Preliminaries

The function histogram() is used to study the distribution of a numerical variable. It comes from the lattice package for statistical graphics, which is pre-installed with every distribution of R. Also, package tigerstats depends on lattice, so if you load tigerstats:

require(tigerstats)

then lattice will be loaded as well. If you don’t plan to use tigerstats but you want to use the function histogram(), then make sure you load lattice:

require(lattice)

Note: If you are not working with the R Studio server hosted by Georgetown College, then you will need to install tigerstats on your own machine. You can get the current version from Github by first installing the devtools package from the CRAN repository, and then running the following commands in a fresh R session:

require(devtools)
install_github(repo="homerhanumat/tigerstats")

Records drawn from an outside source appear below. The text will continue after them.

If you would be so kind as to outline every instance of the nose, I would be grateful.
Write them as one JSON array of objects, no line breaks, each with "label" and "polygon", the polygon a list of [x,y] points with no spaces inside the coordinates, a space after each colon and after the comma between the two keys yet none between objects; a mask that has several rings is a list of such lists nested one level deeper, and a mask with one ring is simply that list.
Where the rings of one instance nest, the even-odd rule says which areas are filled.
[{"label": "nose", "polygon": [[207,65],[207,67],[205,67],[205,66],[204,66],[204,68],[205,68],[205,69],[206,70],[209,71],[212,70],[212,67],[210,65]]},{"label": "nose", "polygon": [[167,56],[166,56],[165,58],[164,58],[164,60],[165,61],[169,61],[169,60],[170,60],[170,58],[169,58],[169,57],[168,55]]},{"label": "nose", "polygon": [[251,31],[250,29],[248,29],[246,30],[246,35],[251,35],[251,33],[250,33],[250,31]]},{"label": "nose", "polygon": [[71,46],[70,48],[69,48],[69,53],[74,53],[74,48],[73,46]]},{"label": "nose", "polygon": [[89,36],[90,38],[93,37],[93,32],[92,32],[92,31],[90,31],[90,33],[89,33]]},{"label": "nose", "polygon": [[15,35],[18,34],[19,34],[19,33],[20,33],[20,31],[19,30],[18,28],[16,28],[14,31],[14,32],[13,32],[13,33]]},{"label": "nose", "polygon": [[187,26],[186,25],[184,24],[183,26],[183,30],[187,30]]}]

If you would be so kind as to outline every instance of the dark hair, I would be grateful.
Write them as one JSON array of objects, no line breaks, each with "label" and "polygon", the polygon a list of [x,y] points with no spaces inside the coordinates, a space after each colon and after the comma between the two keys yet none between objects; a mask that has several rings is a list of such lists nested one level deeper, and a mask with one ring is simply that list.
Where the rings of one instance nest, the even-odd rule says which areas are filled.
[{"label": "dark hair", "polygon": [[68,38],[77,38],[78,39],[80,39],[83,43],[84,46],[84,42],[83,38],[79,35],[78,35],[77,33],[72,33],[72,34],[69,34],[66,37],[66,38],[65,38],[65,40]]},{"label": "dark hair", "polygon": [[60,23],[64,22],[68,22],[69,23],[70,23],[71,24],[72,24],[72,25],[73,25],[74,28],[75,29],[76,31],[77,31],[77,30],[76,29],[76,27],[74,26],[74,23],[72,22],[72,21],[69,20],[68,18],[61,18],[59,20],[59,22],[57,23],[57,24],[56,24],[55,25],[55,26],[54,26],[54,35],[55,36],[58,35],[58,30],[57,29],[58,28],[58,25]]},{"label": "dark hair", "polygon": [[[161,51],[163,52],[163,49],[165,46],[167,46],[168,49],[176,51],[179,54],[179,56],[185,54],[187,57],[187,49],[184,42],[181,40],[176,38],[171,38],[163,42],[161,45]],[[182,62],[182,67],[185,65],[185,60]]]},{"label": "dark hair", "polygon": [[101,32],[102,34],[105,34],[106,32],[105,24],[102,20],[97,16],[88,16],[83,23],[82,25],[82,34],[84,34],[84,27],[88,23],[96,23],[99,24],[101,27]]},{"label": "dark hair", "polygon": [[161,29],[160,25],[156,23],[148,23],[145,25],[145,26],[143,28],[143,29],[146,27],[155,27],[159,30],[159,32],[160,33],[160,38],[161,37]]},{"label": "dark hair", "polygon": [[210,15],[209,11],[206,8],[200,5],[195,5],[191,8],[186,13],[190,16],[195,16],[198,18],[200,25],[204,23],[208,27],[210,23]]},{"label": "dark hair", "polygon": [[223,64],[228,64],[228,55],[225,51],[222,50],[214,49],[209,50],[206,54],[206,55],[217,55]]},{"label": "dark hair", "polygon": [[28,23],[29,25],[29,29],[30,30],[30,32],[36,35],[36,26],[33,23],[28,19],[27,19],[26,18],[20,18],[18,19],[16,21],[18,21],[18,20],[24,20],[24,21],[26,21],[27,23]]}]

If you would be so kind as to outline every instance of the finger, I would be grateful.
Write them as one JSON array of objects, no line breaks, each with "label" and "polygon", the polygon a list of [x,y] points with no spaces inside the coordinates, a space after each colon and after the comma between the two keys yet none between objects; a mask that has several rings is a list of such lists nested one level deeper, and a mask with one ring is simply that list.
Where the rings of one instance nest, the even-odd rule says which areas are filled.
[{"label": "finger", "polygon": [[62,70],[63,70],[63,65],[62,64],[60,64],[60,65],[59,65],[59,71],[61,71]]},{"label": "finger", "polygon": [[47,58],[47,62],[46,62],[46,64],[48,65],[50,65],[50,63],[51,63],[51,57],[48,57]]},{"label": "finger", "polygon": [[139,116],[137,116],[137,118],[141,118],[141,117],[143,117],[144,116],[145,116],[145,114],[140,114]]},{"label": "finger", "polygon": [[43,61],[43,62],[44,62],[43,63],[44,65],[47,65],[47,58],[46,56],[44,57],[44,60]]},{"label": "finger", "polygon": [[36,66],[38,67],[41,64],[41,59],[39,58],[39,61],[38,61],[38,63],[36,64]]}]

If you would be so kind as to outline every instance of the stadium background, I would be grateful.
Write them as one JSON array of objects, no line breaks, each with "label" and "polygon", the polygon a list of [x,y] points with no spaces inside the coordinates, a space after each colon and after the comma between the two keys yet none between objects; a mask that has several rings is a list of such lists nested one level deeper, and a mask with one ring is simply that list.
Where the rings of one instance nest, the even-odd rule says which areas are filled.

In this tutorial we will also use a function from the mosaic package, so let’s make sure it is loaded:

require(mosaic)

One Numerical Variable

In the m11survey data frame from the tigerstats package, suppose that you want to study the distribution of fastest, the fastest speed one has ever driven. You can do so with the following command:

histogram(~fastest,data=m111survey,
       type="density",
       xlab="speed (mph)",
       main="Fastest Speed Ever Driven")

Note the use of:

Controlling Breaks

One of the most important ways to customize a histogram is to to set your own values for the left and right-hand boundaries of the rectangles.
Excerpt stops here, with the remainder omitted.